No, sir. I really don't think you understand -- you do not want to be signed up for something of this sort. The US government sent the Triad to kill her last year. That's what really happened to all those people in Virginia, the Triad got them when they went rogue. And it's why West Virginia has been cordoned off. The fungus is everywhere. No, I don't have time to tell you about the fungus.
The point is, she killed the Triad. They were designed to kill her. Billions of dollars. Twenty years of research, testing and production. These rebels don't know what they're doing. If you value your lives, it is vital that you do not engage with them. Ignore them. Put their pamphlets in the recycling -- there's only about five things what can go in the garbage these days.
You want to move to another country now? Good luck with that. She's in negotiations with Costa Rica. That's another one that's off the radar for most Americans. No, don't feel bad at all ma'am. I've no doubt that most Americans have never heard of it. Most of the rest of the countries are trying to fly off her radar. Reforming themselves to her liking preemptively. Just look at what New Zealand's been up to, but I suppose they were already two-thirds the way there already.
You might try North Korea if you're really trying to avoid the girl, but she vaporized all the people from the country of Thahle clean off the map just last week because they wouldn't stop hunting some endangered crab after three warnings over a period of six months. Is it worth the risk? No one knows for sure what goes on in North Korea, but I don't think it includes eliminating fossil fuel use, banning plastic or making pesticides illegal.
Canada?! For Christ's sake man! You think Canada would be better? She's a bloody saint over there! All the were-moose and are losing their minds. How many actual humans do you really think there are in Canada? The whole place is basically a bunch of were-folk. And the only ones that don't like her are the werewolves, they've got too much of that "man's best friend" gene in 'em. Hell, the were-Grizzlies practically paid her to get involved with state affairs.

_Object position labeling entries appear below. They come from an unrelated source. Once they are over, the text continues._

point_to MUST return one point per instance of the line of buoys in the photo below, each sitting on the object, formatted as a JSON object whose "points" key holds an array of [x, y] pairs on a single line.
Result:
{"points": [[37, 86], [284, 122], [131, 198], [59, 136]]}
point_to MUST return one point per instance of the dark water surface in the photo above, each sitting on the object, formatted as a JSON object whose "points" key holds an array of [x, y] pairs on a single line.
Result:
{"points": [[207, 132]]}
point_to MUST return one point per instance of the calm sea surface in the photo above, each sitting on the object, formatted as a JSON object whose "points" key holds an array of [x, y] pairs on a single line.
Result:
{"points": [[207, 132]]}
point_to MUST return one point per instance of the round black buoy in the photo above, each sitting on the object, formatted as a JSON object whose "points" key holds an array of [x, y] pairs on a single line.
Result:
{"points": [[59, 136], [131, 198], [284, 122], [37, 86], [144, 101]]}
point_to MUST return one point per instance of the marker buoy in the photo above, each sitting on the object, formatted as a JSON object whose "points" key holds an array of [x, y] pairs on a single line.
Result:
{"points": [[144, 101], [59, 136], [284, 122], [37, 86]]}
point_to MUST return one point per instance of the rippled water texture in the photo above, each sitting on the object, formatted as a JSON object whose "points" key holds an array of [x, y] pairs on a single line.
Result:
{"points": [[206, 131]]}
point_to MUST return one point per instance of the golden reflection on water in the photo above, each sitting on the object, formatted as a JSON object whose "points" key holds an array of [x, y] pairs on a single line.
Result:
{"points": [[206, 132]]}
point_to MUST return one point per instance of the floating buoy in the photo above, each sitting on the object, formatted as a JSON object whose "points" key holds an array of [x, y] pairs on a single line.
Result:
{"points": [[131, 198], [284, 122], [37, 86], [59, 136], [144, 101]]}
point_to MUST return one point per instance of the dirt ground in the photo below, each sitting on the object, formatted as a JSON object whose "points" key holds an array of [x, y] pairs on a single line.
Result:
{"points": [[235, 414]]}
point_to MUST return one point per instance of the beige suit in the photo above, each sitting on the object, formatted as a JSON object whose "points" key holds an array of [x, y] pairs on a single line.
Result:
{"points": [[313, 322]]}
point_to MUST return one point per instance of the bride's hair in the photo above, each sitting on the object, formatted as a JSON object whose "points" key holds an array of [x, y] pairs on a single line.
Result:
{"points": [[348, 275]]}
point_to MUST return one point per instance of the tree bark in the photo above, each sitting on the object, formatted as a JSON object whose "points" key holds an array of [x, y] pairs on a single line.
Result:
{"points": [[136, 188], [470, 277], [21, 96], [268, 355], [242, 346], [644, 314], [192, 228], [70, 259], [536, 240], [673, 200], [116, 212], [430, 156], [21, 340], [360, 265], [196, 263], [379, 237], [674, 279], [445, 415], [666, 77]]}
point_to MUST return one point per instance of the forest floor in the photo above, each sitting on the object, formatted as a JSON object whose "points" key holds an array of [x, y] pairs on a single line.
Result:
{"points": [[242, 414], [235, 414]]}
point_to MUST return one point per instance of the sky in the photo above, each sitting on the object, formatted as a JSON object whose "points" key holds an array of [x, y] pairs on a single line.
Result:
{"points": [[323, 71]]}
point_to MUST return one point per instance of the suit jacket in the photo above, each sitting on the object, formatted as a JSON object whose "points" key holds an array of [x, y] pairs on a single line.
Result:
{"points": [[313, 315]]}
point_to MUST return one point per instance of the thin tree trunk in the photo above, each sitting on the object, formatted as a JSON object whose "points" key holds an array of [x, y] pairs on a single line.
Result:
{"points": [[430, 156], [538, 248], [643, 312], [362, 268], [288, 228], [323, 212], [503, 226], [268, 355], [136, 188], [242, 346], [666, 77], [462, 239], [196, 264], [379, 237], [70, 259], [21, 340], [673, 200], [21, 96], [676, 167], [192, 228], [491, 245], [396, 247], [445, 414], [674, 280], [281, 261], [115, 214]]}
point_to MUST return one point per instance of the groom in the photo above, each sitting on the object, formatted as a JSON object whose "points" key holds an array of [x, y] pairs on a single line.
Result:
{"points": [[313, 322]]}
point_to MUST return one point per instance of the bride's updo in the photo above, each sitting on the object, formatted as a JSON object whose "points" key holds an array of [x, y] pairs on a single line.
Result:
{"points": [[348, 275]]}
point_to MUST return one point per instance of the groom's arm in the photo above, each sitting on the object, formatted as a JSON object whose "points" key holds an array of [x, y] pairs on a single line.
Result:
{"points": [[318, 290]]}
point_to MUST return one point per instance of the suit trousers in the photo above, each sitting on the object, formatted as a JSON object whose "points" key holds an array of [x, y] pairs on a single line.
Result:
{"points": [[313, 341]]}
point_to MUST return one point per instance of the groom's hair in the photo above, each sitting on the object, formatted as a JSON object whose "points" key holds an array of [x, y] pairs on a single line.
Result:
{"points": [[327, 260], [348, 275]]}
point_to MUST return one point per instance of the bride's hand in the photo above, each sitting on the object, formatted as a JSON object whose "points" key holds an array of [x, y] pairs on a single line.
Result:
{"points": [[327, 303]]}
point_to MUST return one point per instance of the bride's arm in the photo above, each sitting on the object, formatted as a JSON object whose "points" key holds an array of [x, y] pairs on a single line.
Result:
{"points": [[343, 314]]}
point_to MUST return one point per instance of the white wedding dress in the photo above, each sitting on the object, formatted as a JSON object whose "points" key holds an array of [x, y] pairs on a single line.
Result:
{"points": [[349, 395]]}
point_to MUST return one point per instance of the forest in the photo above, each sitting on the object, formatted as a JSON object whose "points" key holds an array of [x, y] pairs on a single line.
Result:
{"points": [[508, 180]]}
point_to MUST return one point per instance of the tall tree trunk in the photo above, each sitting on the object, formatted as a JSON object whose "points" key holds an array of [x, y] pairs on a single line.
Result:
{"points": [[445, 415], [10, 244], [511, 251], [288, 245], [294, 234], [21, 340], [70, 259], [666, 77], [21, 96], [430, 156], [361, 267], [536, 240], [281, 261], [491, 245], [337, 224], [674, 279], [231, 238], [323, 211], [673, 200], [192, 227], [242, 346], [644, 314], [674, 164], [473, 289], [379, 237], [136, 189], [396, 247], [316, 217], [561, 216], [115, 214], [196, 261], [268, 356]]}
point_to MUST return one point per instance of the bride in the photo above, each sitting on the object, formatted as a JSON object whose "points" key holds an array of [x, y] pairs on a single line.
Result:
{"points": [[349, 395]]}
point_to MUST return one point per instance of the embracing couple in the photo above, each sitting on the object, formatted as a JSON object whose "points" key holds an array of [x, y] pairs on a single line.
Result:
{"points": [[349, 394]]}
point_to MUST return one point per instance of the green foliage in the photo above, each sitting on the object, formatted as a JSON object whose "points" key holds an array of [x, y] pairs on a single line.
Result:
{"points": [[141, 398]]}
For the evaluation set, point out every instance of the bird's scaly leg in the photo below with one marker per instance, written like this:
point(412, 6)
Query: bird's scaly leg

Now, I'm sorry that took so long. I just think it's important that you all know that within a few months the prices for your newly purchased homes are going to plummet because a fifth of the country's human and demon population will have been annihilated for, in her words, "unchecked stupidity," not like you might imagine "insubordination." And that's just the way that supply-and-demand economics works in terms of the housing market.
Also, there may be some supply-chain problems at first. Shortages here and there, but it just means plenty of jobs will have opened up for all you new immigrants looking for work.
So sit tight.
And don't listen to whatever the fog tells ya.
It's just the vampires wanting a wee bite to eat.